ID: `${userId}_${appId}_${sorted articleIds}` (unique by these items)
### API
Basically the CRUD fpr the kew "cooccurrence" entity, plus listing cooccurrence in existing Article object type so that its easier to grab cooccurrences, and / or listing the articles.
#### New API `CreateOrUpdateCooccurrence`
Arguments
- `articleIds`
Return type: `Cooccurrence`
#### ~~New API `DeleteCooccurrence`~~
Arguments
- `articleIds`
:::info
Why delete?

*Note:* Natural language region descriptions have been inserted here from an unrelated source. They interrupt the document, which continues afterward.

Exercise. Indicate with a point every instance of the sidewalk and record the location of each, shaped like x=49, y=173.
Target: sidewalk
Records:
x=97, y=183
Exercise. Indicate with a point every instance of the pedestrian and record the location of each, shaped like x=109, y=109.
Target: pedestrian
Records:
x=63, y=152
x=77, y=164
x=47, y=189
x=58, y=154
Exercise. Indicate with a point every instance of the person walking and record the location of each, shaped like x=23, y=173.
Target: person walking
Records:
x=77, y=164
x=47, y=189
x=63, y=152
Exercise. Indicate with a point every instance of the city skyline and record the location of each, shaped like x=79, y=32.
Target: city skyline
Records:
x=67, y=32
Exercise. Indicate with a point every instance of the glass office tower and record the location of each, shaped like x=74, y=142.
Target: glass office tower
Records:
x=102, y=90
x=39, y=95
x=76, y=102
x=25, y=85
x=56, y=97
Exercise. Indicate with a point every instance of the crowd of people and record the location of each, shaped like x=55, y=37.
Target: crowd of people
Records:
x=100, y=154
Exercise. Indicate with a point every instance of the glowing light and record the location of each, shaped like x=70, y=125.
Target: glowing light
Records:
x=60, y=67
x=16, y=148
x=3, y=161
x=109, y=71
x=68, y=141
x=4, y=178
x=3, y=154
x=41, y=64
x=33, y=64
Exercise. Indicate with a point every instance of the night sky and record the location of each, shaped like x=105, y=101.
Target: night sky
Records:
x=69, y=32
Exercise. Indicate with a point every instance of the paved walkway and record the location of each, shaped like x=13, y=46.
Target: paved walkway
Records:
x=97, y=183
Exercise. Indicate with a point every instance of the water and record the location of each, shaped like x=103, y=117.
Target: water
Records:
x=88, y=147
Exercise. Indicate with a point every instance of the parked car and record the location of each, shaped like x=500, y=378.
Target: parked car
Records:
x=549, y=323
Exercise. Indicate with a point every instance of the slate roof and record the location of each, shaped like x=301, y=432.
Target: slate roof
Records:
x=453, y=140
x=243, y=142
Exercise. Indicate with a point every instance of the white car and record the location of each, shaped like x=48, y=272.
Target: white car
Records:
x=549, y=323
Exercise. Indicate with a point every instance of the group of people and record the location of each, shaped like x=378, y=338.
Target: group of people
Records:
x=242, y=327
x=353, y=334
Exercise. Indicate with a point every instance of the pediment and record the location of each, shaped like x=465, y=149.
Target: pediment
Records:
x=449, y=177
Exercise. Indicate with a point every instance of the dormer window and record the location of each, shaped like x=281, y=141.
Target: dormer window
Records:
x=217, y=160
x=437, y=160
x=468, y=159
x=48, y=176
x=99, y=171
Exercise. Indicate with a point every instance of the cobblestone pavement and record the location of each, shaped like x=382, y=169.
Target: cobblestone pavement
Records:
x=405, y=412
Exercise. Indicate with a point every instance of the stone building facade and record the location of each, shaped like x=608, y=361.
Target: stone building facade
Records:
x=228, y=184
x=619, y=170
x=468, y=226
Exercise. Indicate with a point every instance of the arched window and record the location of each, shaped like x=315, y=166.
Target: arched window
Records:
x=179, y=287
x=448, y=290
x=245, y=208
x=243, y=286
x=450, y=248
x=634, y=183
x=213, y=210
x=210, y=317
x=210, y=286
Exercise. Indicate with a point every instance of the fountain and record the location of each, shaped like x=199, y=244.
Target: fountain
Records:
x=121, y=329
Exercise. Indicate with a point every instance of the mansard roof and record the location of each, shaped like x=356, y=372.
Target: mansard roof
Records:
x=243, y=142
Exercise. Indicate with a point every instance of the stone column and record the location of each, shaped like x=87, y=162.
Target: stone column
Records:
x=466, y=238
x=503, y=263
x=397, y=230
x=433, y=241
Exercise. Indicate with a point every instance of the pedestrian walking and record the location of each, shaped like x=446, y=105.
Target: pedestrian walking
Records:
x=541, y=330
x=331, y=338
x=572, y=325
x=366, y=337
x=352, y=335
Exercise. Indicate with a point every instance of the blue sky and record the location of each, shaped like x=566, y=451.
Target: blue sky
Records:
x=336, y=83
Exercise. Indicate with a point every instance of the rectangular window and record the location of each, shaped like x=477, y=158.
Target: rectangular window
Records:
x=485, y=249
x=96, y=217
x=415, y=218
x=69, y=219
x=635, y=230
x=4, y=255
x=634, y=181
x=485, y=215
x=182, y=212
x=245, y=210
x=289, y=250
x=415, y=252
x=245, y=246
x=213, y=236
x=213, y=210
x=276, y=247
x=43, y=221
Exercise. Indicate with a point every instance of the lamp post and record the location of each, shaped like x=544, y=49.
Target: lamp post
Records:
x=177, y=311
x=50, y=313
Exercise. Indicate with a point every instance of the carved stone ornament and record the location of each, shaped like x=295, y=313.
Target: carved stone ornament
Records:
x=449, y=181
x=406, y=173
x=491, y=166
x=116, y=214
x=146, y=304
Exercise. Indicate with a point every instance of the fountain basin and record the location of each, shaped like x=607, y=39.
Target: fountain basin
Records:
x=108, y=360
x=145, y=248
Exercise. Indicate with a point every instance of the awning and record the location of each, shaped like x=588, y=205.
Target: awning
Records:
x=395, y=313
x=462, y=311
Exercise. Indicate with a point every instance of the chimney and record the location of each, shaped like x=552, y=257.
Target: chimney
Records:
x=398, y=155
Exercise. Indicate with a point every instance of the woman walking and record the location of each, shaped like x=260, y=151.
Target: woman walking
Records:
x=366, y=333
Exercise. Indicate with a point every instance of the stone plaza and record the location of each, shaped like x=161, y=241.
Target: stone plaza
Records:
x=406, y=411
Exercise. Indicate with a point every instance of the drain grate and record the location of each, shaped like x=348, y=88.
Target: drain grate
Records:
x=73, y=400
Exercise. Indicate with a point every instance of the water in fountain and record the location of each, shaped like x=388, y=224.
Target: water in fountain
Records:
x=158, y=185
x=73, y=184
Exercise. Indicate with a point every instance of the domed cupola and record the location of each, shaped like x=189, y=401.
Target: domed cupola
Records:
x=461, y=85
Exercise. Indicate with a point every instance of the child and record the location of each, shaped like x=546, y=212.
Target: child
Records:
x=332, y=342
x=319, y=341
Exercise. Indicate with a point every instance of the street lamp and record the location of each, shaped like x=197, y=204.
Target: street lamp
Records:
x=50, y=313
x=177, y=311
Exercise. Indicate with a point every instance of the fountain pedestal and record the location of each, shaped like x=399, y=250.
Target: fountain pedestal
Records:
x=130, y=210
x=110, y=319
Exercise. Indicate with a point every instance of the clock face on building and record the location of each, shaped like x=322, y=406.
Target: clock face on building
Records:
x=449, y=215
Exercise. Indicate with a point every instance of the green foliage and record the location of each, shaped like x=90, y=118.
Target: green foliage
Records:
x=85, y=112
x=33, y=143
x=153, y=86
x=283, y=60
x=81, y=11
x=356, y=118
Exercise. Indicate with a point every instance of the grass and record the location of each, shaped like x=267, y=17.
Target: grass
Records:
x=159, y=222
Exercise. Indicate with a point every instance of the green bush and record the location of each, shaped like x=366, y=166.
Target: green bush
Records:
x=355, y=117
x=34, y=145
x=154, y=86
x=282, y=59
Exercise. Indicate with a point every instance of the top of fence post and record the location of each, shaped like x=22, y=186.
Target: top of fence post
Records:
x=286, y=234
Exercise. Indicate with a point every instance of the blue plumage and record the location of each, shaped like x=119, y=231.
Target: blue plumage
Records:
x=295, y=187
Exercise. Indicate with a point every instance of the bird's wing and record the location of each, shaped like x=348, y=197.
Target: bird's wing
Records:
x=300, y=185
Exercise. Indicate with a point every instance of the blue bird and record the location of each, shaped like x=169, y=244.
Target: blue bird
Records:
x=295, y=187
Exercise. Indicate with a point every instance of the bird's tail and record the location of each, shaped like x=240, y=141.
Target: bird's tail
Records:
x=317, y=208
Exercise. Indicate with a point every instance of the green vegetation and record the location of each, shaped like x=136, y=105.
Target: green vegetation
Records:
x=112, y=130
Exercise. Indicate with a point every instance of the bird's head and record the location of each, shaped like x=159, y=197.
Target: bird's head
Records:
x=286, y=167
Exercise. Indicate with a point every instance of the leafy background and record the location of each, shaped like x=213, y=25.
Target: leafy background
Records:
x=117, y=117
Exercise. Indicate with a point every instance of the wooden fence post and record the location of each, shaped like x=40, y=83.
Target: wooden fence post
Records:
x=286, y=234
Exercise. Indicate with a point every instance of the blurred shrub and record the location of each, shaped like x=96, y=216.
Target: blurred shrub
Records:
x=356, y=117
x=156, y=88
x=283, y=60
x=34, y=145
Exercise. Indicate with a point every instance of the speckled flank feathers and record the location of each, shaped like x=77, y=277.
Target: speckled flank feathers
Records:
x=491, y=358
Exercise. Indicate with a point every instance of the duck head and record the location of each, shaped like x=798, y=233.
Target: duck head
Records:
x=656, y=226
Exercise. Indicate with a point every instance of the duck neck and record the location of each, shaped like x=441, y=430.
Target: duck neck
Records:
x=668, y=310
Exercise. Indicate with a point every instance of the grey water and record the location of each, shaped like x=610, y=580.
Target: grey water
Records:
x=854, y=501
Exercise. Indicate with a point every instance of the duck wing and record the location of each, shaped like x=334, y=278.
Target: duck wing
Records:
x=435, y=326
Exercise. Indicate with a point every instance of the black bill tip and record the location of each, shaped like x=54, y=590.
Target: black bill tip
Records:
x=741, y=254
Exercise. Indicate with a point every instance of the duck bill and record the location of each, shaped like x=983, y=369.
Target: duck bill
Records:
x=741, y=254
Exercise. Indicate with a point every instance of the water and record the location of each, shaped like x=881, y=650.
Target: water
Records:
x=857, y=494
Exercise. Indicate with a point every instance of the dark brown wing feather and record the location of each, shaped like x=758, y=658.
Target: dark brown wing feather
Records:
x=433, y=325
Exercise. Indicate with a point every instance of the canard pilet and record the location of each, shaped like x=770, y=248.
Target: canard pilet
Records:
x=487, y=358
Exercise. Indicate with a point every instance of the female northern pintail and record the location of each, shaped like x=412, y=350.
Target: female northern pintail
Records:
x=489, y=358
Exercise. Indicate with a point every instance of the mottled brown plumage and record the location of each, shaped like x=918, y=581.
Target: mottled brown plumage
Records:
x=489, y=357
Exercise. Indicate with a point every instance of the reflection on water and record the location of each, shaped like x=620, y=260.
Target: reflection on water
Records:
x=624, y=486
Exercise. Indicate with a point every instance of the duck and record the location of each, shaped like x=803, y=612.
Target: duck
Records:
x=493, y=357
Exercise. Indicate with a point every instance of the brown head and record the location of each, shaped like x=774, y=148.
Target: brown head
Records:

I forgot QQ
:::
#### New API `ListCooccurrences`
- Just for debug, no real use case
- Arguments similar to other `ListOOO` API
- Connection type of `Coocurrence`
#### Object type `Article`
Add field "occurrences", type = Cooccurrence
#### Object type `Cooccurrence`
Field:
- `articles`: `[Article!]!`
- `articleIds`
- `createdAt`
- `updatedAt`
### Website
Top right corner, show occurrences as list of articles that are shown together, sorted by number of occurrences / latest occurrences, in "article level".
- It's hard to display occurrences in such a small space
- Fact-checkers mostly care about what "article" is often sent along with the current ones, so showing article instead of a group of articles makes sense.
"Show Detail" link shows list of "occurrences" with user count, grouped by sorted article IDs.
- Still provides a list view so that user can see the trend of cooccurrences
## Changes during implementation
### Changes to batching mechanism
The original batching progress looks like this:
```mermaid
sequenceDiagram
participant User
participant Chatbot server
participant Batch storage
participant Cofacts API
loop Sends N messages
User->>Chatbot server: Message
Chatbot server->>+Batch storage: Create or push to batch
Note over Chatbot server: set Timeout
Chatbot server-->>User: 200
Note over User: Read indicator
end
Note over Chatbot server: Timeout fires (xN)
Batch storage-->>Chatbot server: Read latest batch
opt Batch changed
Note over Chatbot server: Not last message
Note over Chatbot server: Do nothing
end
Chatbot server->>Batch storage: Delete batch
deactivate Batch storage
Note over Chatbot server: process batch
Chatbot server->>User: Ask if from same person
User->>Chatbot server: Quick reply response
```
Although it is more straight forward, it is common that a batch of several messages can be made into different batches.
Here is the number of milliseconds when webhook for each message in the batch is called:
![](https://s3-ap-northeast-1.amazonaws.com/g0v-hackmd-images/uploads/upload_c2b6cc83a1889b6806c102e8a433f67f.png)
As shown above, even when multiple messages are sent to LINE at once, and all of the messages are shown together instantly, LINE actuall calls webhooks sequentially and can delay for more than 500ms in between.
In order to not extending our timeout for too long, we chose 500ms for the initial timeout, and adjust the timing we delete the batch to after processing the messages, before we are replying messages.
The rationale behind this change is that, if a message arrives before we reply, we should ditch the result our current process, because the currently in process batch is already outdated. The flow diagram in the technical detail section is already updated.